Interstitial cystitis (IC) is a chronic bladder disorder presenting with long-term symptoms of round-the-clock urinary frequency and/or pain in the absence of any other reasonable causation [1]. Although there are multiple hypotheses on the primary cause of IC [27], it remains a clinical enigma since there are no definitive data to support these theories [27]. A recent breakthrough in IC research has been the discovery of antiproliferative factor (APF) and its association with IC [8]. APF, a peptide purified from the urine of IC patients has been shown to decrease incorporation of thymidine by bladder epithelial cells, decrease levels of urinary heparin-binding epidermal growth factor-like growth factor (HB-EGF) and increase levels of epidermal growth factor (EGF) in vitro which reflects altered levels of these growth factors seen in IC patients [9, 10]. Studies to characterize APF at the molecular level are on-going. To date, the activity corresponds to a single HPLC peak which contains a peptide with a molecular weight less than 3,000 Dalton [10]. Additionally, urine APF activity is found at a higher level in IC vs. non-IC patients [11]. APF is a reliable marker of IC and may be an important factor in the pathogenesis of IC [12]. This study was performed to determine the effect of APF on the cell cycle of bladder epithelial cells so as to better understand its antiproliferative activity.

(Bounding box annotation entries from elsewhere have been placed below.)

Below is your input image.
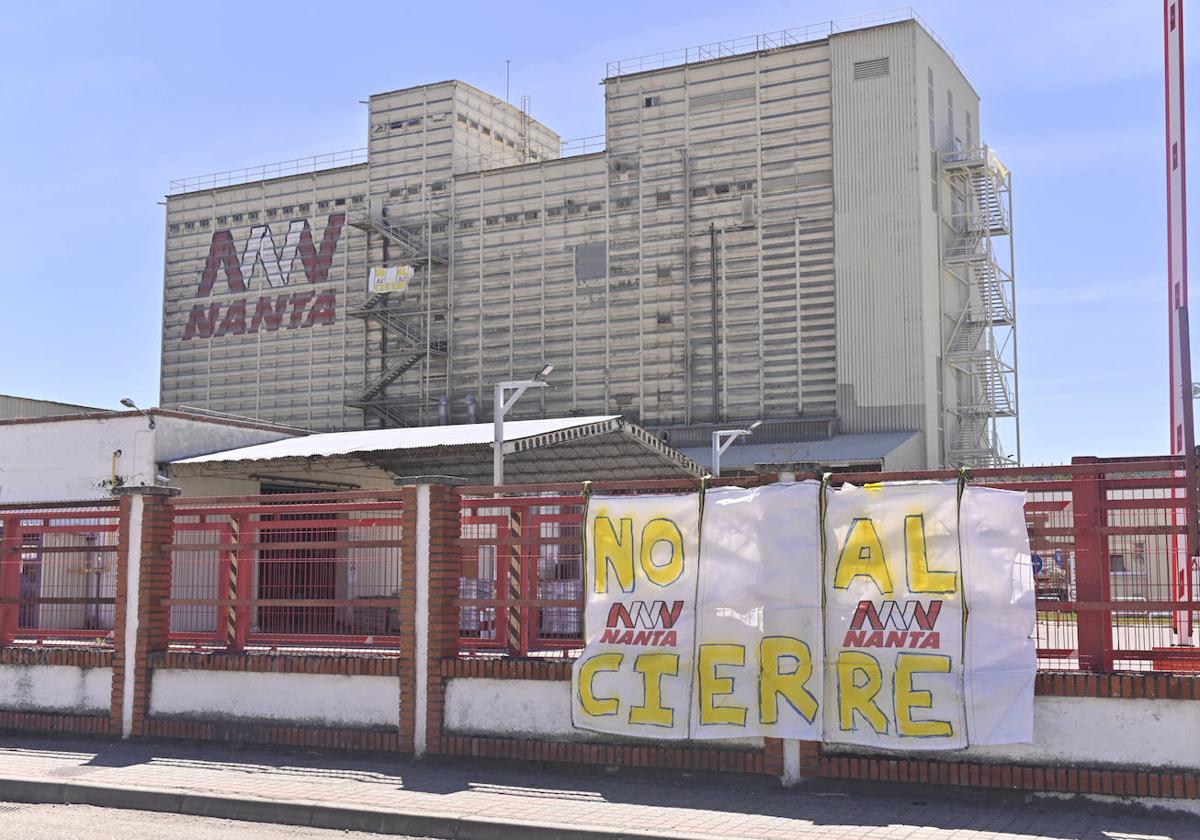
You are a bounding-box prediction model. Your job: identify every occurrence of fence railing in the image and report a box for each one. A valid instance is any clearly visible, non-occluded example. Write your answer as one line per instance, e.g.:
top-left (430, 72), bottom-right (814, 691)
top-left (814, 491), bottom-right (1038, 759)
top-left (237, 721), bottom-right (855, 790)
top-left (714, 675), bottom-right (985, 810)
top-left (0, 500), bottom-right (119, 644)
top-left (458, 458), bottom-right (1200, 671)
top-left (168, 491), bottom-right (410, 649)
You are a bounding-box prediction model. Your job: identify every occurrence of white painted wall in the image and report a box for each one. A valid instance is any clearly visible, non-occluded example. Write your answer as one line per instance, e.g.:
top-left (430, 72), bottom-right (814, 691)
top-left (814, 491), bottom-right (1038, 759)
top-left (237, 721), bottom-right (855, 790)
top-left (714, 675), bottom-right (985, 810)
top-left (443, 678), bottom-right (762, 748)
top-left (0, 413), bottom-right (297, 502)
top-left (824, 697), bottom-right (1200, 769)
top-left (150, 668), bottom-right (400, 727)
top-left (0, 665), bottom-right (113, 714)
top-left (444, 678), bottom-right (1200, 769)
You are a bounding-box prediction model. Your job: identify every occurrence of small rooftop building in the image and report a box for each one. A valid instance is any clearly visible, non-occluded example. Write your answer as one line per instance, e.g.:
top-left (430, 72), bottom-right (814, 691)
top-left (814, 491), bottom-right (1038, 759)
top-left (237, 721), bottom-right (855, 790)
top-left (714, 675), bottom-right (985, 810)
top-left (0, 403), bottom-right (305, 503)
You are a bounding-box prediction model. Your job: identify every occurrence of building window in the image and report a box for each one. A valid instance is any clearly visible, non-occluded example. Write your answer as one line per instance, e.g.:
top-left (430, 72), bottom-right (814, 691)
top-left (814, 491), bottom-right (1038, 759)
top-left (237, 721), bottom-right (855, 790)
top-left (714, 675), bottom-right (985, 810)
top-left (946, 90), bottom-right (958, 150)
top-left (575, 242), bottom-right (608, 281)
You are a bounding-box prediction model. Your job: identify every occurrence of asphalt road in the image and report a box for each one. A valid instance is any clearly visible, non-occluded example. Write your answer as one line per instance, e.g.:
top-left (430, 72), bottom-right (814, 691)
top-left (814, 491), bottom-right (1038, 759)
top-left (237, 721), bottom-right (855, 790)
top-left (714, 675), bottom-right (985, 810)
top-left (0, 802), bottom-right (428, 840)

The IC patient was a 28 year old white male who had previously undergone cystoscopy and fulfilled the National Institute of Diabetes, Digestive, and Kidney Diseases (NIDDK) diagnostic criteria for IC which included glomerulations upon cystoscopic examination as well as urgency and dysuria. The control was a 41 year old white female with no history of urinary tract pathology undergoing pelvic surgery. Informed consent was obtained from both subjects in accordance with guidelines of the Institutional Review Board of the University of Maryland School of Medicine.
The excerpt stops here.